Well, lots of US people also have very bad attitudes — say, regarding languages people speak. We won't even mention such things.
 
oh you dont gotta tell me that
 
American is a language of plebians
 
I still love telling the story about the Texans who came into a cafe in Paris after I was sitting there sipping my pastis. It was a hot summer day (back in the 80s). They asked for ice tea in their drawl. The waiter didn't understand (or perhaps feigned not understanding). I called him over and asked him (in French) to bring a pot of tea and all the ice in the kitchen. He laughed, but he did close to that. The Texans doffed their hats at me.

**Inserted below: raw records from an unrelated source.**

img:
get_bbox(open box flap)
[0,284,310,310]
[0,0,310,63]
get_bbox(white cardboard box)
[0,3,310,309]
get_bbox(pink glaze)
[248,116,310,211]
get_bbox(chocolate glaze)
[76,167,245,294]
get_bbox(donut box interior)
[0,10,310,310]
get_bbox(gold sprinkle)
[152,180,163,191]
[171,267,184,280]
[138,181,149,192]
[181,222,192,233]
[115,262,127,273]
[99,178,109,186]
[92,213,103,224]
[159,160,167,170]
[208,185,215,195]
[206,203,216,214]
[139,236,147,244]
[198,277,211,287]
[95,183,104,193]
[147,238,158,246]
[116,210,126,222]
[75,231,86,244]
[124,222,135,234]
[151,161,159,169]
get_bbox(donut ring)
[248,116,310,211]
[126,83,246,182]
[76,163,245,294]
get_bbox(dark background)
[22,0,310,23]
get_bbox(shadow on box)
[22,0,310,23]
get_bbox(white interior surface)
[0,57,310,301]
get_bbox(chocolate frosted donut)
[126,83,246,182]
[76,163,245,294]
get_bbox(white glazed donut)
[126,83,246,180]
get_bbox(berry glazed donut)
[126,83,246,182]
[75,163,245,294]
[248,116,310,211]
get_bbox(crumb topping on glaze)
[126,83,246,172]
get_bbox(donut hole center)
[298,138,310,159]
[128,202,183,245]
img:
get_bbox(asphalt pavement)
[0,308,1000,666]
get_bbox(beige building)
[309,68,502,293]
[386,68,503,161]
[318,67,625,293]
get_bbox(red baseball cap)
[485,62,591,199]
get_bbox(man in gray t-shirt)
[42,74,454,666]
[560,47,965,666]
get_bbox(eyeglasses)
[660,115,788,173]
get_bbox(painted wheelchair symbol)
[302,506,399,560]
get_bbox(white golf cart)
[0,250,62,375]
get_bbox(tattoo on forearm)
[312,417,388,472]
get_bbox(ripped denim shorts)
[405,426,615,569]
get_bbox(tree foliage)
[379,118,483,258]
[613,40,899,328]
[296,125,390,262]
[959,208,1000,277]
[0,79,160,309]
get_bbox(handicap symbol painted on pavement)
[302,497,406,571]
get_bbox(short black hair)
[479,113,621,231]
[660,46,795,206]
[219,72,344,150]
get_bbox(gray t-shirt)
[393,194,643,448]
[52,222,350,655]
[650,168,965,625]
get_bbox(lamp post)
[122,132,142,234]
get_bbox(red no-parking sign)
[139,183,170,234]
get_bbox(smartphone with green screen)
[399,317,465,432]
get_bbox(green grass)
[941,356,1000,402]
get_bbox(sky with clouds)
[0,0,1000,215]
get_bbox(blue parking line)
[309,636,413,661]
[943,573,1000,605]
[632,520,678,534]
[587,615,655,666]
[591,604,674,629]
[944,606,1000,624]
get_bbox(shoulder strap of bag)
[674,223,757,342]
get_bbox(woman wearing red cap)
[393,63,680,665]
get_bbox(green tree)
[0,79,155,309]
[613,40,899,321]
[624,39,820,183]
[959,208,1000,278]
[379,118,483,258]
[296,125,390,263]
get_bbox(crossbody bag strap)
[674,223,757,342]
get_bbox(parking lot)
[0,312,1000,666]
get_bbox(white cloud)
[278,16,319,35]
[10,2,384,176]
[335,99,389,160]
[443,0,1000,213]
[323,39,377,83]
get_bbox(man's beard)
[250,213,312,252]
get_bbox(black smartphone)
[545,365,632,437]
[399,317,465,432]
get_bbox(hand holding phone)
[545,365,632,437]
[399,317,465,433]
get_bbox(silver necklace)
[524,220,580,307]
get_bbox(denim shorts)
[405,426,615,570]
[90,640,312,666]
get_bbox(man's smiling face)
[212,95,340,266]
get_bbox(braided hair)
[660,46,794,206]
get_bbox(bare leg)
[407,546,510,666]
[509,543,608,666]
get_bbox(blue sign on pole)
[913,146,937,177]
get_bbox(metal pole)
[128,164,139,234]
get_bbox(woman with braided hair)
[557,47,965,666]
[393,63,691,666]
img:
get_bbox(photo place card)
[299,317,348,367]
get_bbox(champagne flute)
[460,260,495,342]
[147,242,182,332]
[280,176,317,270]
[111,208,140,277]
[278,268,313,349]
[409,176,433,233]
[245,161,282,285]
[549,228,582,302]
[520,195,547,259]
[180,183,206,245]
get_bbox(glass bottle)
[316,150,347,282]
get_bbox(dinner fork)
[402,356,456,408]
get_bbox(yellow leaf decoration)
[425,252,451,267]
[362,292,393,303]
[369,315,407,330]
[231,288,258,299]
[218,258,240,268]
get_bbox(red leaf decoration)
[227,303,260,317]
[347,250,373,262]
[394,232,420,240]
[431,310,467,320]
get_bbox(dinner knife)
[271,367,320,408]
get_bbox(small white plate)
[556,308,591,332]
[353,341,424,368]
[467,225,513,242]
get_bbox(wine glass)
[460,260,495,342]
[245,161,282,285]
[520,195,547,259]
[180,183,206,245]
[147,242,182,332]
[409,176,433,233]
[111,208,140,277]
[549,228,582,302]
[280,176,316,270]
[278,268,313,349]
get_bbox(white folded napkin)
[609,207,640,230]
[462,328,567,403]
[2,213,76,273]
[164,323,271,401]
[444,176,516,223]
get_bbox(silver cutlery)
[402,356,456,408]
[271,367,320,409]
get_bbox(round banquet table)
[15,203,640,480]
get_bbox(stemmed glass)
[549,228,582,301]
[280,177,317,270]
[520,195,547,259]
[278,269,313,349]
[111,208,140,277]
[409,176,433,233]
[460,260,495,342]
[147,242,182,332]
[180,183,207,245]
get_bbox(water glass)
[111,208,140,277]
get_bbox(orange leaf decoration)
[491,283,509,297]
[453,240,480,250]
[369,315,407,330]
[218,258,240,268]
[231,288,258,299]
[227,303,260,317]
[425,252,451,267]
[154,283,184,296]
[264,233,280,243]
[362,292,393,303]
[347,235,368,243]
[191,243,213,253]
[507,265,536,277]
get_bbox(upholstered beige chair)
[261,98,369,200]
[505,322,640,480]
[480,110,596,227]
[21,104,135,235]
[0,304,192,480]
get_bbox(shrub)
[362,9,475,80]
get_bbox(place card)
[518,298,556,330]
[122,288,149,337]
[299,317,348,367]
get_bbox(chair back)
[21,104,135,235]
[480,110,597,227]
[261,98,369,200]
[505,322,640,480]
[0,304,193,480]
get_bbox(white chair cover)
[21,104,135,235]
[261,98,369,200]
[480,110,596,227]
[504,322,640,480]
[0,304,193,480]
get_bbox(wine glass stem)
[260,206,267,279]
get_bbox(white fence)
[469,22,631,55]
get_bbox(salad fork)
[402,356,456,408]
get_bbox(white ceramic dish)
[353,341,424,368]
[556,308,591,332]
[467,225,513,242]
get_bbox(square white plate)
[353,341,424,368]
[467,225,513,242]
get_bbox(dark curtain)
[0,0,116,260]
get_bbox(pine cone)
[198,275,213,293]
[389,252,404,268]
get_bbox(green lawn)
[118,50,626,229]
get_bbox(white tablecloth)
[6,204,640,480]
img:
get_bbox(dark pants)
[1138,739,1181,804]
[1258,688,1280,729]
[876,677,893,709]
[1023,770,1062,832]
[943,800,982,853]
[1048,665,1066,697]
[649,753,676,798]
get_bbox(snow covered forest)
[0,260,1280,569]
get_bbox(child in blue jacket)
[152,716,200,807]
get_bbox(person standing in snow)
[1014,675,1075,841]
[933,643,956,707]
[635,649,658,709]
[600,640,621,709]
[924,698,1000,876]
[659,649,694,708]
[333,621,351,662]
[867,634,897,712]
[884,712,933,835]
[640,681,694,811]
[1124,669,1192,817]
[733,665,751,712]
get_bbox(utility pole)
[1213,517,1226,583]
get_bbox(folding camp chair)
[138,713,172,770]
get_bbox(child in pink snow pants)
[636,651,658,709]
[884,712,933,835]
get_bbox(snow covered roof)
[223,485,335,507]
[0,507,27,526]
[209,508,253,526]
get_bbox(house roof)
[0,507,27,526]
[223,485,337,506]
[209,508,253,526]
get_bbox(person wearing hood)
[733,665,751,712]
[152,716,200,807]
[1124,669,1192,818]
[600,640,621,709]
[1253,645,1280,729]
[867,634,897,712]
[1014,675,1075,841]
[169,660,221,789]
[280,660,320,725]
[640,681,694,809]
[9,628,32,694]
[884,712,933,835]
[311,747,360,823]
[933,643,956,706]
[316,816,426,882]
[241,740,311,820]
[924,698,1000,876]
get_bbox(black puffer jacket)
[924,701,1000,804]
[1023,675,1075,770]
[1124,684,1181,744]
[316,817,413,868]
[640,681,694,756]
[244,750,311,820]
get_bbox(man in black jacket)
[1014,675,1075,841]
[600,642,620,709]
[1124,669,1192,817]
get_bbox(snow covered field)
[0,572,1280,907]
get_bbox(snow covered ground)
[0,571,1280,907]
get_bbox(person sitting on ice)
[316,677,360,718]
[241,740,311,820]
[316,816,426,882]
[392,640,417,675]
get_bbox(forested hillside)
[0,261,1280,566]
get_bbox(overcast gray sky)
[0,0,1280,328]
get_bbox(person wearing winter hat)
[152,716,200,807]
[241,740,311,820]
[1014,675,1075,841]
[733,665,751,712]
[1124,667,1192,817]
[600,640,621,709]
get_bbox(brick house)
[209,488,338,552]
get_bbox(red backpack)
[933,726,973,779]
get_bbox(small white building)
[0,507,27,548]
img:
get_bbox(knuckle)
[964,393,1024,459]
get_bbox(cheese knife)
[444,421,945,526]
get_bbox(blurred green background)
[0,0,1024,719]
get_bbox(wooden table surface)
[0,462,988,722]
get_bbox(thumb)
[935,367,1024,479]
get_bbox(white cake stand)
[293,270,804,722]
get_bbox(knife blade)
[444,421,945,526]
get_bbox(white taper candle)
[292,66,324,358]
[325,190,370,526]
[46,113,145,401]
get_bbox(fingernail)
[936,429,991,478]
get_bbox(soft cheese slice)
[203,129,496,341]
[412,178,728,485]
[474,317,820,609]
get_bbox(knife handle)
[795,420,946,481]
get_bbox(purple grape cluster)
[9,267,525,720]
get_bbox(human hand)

Well, Balarka, we can't all speak the Queen's English.
 
10:48 PM
Neither can the British
 
i got in trouble in my elementary school for speaking portuguese on the phone once
p bad
 
Verily.
 
@EricSilva Portuguese is such a beautiful language
 
Only Irish and Scottish people can speak English
 
Well, now we have a president and representatives who can't even speak American.
 
10:48 PM
LOL
 
@LeakyNun i agree
 
Does a complete properly embedded surface mean that the parameterization is its proper map? That is, what inverse image of compact is compact by parameterization?
 
There needn't be a global parametrization, @Mancala.
But if there is one, yes, it'll be a proper map.
 
Thanks! @TedShifrin
 
11:19 PM
@Eulb 'Sup
 
11:33 PM
Could someone tell me a good introductory book to study hyperbolic space?
 
11:47 PM
Just take one about regular space and exaggerate every theorem
2
 
hahaha
 
So that's how differential geometry works!